What is difference between AWS S3 Select and AWS Athena?
Solution 1:
Also looks like we are missing one major thing:
S3 Select operates on only one object while Athena to run queries across multiple paths, which will include all files within that path.
Solution 2:
You can think about AWS S3 Select as a cost-efficient storage optimization that allows retrieving data that matches the predicate in S3 and glacier aka push down filtering.
AWS Athena is fully managed analytical service that allows running arbitrary ANSI SQL compliant queries - group by, having, window and geo functions, SQL DDL and DML.
Solution 3:
Athena is (from the little I've used it) more intended as a business reporting or analysis tool backed by S3.
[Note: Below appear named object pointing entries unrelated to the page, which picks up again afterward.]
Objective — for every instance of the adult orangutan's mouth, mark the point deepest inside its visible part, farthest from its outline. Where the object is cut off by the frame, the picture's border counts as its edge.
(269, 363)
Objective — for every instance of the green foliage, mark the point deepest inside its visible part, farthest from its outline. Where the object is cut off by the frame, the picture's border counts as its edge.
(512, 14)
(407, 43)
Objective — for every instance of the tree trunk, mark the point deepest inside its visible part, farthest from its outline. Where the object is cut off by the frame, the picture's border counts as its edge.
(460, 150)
S3 select appears to use the same sort of technology, but I would guess it's aimed more at direct use by applications to filter or shard their data sets.
Solution 4:
Amazon Athena : Amazon Athena is a query service that makes it easy to analyze data stored in S3 using standard SQL. Athena is serverless, so there is no infrastructure to setup or manage, pay only for the queries. It scales automatically – executing queries in parallel, this makes it to produce faster results, even with large datasets and complex queries.
use cases : Athena can be used to process logs, perform ad-hoc analysis, and run interactive queries and joins. it run queries across multiple paths which include all the files under that path.
S3 Select : S3 Select is an S3 feature designed It works by retrieving a subset of an object’s data (using simple SQL expressions) instead of the entire object, which can be up to 5 terabytes in size. s3 select runs queries on a single object at a time in the s3 bucket.
Conclusion :
Athena can used for complex queries on the files, and span multiple folders under S3 bucket.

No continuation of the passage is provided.